La signi­fi­ca­tion et les consé­quences de l’au­to­ges­tion sont d’une telle impor­tance pour le pro­ces­sus révo­lu­tion­naire condui­sant à la socié­té sans classes, qu’une ana­lyse plus détaillée de ce mode de lutte s’im­pose. C’est ce que nous pré­ten­dons com­men­cer aujourd’­hui en nous appuyant sur des faits concrets et le témoi­gnage de tra­vailleurs en autogestion.

La chute du fas­cisme lais­sa intacte la struc­ture de pro­duc­tion capi­ta­liste. La crise qui la mine, aggra­vée par la crise inter­na­tio­nale, n’a pas ren­con­tré, de la part du gou­ver­ne­ment pro­vi­soire et de l’ap­pa­reil pro­duc­tif, une quel­conque réponse satis­fai­sante qui empêche de se retrou­ver dans une situa­tion de crise éco­no­mique dont les tra­vailleurs feront une fois de plus les frais.

C’est dans ce contexte que sur­gissent des pro­ces­sus d’au­to­ges­tion. Dans quels sec­teurs ? Avec quels objec­tifs ? Quelle est l’at­ti­tude du gou­ver­ne­ment et des autres forces poli­tiques rela­ti­ve­ment à ce phénomène ?

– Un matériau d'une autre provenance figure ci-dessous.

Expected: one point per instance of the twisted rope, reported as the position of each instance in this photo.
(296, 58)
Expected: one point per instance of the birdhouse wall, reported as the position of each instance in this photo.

Nous consta­tons ceci : c’est sur­tout dans les sec­teurs de l’in­dus­trie tex­tile, de la confec­tion et par­fois de l’in­dus­trie du meuble et des pro­duits lai­tiers qu’ap­pa­raissent les occu­pa­tions d’u­sine et l’au­to­ges­tion. Pour­quoi ? Entre autre rai­sons, il faut signa­ler les sui­vantes : il s’a­git d’in­dus­tries rela­ti­ve­ment pauvres, de tech­niques simples, d’ap­pren­tis­sage facile pour des tra­vailleurs sans for­ma­tion spé­cia­li­sée, dont le cir­cuit de pro­duc­tion et de com­mer­cia­li­sa­tion est court. À ces carac­té­ris­tiques, sur­tout celles concer­nant la main d’œuvre à uti­li­ser, s’en ajoutent d’autres, d’ordre éco­no­mique et social : en pre­mier lieu, elles sus­citent l’in­té­rêt de l’in­ves­tis­seur natio­nal et sur­tout étran­ger, qui, dans des condi­tions opti­ma de béné­fice, peut ins­tal­ler des usines et être com­pé­ti­tif sur nos mar­chés. De plus, cette main d’œuvre bon mar­ché, peu spé­cia­li­sée, sans pos­si­bi­li­té d’ins­truc­tion, vivant sur­tout en zone rurale, n’a pas l’ex­pé­rience de l’as­so­cia­tion et de la lutte ouvrière.

Com­ment dès lors, est-ce dans ces sec­teurs défa­vo­ri­sés qu’ap­pa­raît l’au­to­ges­tion, que nous consi­dé­rons comme une forme avan­cée de lutte, un phé­no­mène révolutionnaire ?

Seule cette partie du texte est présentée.